A product manager wrote that. A designer can review it. QA can run it. An engineer can debug it when it fails. Everyone works from the same artifact.

Maintenance Costs Drop to Near Zero

Traditional test maintenance is a tax on velocity. Every UI change risks breaking tests. Teams either spend hours fixing selectors or stop running the tests entirely.

Natural language tests break only when the product behavior changes — and that’s exactly when you want them to break.

UI Change	Playwright breaks?	Natural language breaks?
Button class renamed	Yes	No
Form restructured	Yes	No
CSS framework swapped	Yes	No
Component library upgraded	Yes	No
Button text “Submit” to “Register”	No	Yes — intentionally
Checkout flow adds a step	No	Yes — intentionally

The test breaks when the product changes. It doesn’t break when the implementation changes. That’s the correct behavior for an acceptance test.

AI Fills the Gaps You’d Forget

When you write a Playwright test, you write exactly what you coded. Nothing more. If you forgot to check for console errors, the test doesn’t check for console errors.

When an AI executes a natural language test with Gasoline, it has access to the full browser state. You can write:

5. Verify no errors on the page

And the AI calls observe({what: "errors"}) to check the console, and looks at the page for visible error messages, and can check observe({what: "network_bodies", status_min: 400}) for failing API calls.

You described the intent. The AI was thorough about the implementation.

Tests Match How You Think About the Product

Product people think in workflows: “The user signs up, gets a welcome email, clicks the confirmation link, and lands on the dashboard.”

Engineers think in selectors: “Click #signup-btn, fill input[name='email'], submit the form, wait for [data-testid='welcome-modal'].”

Natural language tests match the product mental model, not the implementation mental model. This means:

Acceptance criteria become tests directly. The criteria in your Jira ticket are the test. No translation step.
Test reviews are product reviews. When a PM reviews a test, they’re reviewing product behavior, not code.
Gap analysis is intuitive. “We test the happy path but not the error case” is obvious when tests are in English.

Deeper Verification Than Code Can Express

With Gasoline, the AI can verify things that are awkward or impossible in traditional test frameworks:

8. Verify the WebSocket reconnects after the connection drop

The AI calls observe({what: "websocket_status"}) and checks the connection state. Try writing that in Selenium.

12. Verify the page loads in under 3 seconds

The AI checks observe({what: "vitals"}) for LCP. No performance testing library needed.

15. Verify the page is accessible

The AI runs observe({what: "accessibility"}) for a WCAG audit.
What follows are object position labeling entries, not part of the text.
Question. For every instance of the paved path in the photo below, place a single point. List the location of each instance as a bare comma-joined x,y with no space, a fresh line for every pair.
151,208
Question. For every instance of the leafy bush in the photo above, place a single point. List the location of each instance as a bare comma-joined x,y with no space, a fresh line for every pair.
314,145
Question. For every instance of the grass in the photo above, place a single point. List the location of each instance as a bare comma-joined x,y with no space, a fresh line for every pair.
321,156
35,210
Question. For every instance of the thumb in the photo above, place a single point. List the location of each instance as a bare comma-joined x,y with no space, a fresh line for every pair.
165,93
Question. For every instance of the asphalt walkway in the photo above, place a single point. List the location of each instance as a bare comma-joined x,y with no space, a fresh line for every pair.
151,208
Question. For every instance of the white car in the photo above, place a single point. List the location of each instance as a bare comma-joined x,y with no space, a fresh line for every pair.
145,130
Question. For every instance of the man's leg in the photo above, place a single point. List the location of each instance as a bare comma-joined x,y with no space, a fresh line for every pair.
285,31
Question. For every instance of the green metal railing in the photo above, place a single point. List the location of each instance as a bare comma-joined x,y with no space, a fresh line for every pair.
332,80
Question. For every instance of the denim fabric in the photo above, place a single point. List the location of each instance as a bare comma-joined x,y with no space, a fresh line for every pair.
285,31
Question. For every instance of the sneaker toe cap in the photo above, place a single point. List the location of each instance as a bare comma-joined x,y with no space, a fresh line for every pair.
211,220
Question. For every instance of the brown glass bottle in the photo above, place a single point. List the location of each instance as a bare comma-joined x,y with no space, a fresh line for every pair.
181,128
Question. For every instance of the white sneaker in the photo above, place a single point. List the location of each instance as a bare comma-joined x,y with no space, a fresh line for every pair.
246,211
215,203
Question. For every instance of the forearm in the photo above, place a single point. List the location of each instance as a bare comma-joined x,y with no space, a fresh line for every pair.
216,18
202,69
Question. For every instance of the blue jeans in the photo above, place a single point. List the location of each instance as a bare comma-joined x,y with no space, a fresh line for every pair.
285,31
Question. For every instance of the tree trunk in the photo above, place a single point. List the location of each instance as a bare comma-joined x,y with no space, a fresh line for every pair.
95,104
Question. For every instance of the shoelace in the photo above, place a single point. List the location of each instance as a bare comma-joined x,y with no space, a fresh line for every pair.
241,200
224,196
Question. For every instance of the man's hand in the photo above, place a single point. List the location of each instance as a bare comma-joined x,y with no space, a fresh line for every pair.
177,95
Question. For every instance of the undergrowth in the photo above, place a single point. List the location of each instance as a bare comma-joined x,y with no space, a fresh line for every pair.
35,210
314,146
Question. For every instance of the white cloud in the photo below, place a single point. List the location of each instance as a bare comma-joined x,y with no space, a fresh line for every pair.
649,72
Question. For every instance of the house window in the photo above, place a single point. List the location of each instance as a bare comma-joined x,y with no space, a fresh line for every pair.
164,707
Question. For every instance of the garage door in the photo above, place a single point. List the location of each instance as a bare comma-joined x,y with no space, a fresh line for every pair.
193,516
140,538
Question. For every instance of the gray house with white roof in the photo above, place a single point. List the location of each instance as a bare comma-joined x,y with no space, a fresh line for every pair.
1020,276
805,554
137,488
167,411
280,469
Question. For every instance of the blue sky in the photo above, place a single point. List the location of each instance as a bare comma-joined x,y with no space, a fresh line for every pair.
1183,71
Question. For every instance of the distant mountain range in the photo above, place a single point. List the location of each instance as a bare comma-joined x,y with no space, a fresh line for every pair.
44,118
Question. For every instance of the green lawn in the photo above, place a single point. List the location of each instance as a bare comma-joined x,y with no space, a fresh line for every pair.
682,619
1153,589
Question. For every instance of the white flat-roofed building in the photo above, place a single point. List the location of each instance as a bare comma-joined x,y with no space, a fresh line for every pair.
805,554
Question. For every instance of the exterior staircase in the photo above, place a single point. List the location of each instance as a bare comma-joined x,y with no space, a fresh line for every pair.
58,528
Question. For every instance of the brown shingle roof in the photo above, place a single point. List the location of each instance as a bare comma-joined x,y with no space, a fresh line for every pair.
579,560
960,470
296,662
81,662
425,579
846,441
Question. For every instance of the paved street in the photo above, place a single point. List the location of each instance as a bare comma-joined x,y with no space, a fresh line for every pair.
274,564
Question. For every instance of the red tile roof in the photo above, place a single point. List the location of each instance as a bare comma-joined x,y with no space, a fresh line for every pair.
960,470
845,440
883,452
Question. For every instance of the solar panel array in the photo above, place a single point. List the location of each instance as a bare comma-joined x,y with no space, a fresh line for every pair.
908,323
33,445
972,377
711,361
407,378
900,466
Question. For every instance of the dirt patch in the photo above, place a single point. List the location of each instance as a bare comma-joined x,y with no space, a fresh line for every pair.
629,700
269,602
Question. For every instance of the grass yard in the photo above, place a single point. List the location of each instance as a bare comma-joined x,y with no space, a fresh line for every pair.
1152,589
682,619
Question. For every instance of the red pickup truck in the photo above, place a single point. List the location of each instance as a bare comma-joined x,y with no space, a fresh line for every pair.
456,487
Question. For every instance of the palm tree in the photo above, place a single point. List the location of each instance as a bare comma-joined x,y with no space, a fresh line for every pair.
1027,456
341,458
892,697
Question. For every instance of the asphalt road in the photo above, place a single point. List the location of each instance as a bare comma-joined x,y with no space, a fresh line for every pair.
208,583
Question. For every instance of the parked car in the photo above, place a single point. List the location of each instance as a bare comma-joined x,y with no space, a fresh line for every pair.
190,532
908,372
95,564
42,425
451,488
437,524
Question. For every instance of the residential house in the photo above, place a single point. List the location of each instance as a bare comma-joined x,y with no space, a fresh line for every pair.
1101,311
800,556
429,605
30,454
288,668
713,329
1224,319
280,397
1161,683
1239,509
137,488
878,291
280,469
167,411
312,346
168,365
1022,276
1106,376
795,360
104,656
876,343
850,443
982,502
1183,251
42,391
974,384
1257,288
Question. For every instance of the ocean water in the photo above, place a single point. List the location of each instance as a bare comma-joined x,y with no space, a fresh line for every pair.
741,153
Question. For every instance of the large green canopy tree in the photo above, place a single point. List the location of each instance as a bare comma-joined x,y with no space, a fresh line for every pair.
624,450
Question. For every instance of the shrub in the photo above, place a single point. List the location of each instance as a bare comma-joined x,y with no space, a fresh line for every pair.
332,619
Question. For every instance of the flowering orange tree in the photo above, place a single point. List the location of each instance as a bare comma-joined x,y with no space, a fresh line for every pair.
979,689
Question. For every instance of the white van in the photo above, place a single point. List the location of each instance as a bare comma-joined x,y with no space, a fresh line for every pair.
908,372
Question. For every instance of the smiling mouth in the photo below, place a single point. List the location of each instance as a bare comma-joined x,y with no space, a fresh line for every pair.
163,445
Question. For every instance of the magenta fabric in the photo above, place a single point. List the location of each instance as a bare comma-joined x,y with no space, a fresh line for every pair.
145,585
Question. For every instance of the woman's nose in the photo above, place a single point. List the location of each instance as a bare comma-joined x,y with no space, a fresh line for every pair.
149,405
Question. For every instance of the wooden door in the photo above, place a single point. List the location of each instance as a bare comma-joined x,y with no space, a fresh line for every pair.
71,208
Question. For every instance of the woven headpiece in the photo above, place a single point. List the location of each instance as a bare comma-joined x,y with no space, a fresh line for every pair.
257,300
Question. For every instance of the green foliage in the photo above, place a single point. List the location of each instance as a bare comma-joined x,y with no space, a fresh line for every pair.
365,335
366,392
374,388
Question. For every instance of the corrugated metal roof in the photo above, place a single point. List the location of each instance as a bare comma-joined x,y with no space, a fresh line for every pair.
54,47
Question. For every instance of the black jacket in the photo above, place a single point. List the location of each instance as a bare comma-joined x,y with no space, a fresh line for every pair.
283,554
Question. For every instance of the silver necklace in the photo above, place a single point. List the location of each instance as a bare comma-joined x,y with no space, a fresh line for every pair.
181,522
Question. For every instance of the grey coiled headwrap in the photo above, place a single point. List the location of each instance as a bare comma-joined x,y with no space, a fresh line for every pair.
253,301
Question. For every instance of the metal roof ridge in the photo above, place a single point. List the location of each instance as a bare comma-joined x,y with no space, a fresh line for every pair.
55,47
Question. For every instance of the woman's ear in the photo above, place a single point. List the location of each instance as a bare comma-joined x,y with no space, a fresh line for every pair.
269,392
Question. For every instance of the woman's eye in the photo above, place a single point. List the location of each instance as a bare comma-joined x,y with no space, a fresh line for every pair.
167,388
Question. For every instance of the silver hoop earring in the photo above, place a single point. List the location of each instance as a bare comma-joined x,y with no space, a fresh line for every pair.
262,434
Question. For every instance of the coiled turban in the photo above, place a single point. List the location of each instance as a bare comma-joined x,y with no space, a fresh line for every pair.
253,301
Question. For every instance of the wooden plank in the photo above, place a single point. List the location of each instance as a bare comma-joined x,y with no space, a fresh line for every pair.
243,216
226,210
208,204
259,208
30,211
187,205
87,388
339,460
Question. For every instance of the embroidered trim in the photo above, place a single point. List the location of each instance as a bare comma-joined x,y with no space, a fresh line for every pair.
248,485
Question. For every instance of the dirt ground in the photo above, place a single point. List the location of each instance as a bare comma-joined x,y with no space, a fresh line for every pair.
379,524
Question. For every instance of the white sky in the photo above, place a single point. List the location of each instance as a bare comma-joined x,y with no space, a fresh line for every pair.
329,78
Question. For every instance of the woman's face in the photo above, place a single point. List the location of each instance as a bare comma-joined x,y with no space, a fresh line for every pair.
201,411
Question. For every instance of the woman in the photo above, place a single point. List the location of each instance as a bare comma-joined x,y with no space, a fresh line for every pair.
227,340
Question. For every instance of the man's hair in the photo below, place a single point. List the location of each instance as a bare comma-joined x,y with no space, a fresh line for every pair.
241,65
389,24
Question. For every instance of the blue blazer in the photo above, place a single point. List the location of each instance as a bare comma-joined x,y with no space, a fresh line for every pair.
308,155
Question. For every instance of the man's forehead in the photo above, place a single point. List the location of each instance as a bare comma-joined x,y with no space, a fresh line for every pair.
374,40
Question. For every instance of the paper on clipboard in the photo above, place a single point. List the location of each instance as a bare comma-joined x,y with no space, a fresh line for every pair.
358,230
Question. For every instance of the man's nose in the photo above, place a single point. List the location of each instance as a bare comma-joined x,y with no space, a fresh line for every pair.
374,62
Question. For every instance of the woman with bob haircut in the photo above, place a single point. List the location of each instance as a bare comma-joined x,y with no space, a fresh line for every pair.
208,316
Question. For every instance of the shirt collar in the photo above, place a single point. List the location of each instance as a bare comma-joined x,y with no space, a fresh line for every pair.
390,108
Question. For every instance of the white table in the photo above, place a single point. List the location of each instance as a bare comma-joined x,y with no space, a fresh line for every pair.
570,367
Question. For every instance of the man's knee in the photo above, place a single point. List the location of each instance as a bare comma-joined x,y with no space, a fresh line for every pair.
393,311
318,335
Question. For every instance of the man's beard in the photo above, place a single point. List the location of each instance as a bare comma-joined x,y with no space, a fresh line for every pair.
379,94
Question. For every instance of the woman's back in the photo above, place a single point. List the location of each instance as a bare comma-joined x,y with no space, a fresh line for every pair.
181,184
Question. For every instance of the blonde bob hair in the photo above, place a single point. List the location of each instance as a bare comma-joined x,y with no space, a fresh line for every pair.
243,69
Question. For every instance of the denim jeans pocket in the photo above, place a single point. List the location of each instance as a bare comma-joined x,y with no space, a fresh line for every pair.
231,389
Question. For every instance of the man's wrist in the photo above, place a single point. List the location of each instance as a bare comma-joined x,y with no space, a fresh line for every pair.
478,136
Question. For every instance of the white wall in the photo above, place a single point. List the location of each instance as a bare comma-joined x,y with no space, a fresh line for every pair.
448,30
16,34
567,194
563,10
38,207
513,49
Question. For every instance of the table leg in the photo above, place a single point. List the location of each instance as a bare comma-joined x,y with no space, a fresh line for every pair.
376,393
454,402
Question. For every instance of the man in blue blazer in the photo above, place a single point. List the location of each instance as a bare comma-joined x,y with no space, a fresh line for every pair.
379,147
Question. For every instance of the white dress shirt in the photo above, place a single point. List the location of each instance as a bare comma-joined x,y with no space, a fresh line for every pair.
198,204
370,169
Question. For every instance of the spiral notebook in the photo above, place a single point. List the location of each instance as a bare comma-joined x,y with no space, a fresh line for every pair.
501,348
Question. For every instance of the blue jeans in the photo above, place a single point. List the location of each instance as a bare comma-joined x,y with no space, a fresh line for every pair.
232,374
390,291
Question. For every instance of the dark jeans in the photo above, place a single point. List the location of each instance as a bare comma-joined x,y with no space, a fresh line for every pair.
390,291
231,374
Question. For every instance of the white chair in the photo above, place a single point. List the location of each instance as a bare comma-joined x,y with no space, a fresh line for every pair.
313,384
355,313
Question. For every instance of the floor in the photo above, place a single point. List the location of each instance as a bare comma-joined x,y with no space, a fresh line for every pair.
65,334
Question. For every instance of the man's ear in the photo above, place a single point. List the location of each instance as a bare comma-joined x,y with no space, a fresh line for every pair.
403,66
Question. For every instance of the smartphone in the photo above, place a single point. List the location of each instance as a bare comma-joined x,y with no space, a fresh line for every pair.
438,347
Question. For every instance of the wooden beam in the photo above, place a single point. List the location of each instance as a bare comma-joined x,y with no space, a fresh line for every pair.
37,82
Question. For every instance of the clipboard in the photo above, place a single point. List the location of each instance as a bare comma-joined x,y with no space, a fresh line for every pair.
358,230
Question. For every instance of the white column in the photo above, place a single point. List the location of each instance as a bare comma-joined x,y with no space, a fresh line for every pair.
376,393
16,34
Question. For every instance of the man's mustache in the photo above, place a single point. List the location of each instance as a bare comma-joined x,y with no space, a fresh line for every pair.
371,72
No axe-core setup needed.

Natural language lets you describe what matters. The AI and Gasoline figure out how to measure it.

The BDD Promise, Finally Delivered

Behavior-Driven Development (BDD) tried to solve this problem with Gherkin syntax:

Given the user is on the login page
When they enter valid credentials
Then they should see the dashboard

But Gherkin still required step definitions — glue code that mapped English to implementation. Someone still had to write Given('the user is on the login page', () => page.goto('/login')). The maintenance burden just moved.

With Gasoline, there are no step definitions. The AI is the step definition. It reads “the user is on the login page” and navigates there. No glue code. No mapping layer. No maintenance.

BDD was right about the idea. It just needed AI to finish the job.

When to Use Natural Language Tests

Natural language tests are ideal for:

Acceptance testing — Verify the product meets requirements
Regression testing — Re-run after deploys to catch breakage
Exploratory testing — “Navigate the settings page and verify nothing looks broken”
Cross-product workflows — “Log in to the admin panel, create a user, then switch to the customer app and verify the user can log in”
Demo verification — “Run the demo script and verify every step completes”

They complement (not replace) unit tests and integration tests. Your engineers still write fast, focused unit tests for business logic. Natural language tests cover the full-stack, end-to-end workflows that live at the product level.

The best test is the one that gets written. And the test that gets written is the one that’s easy to write.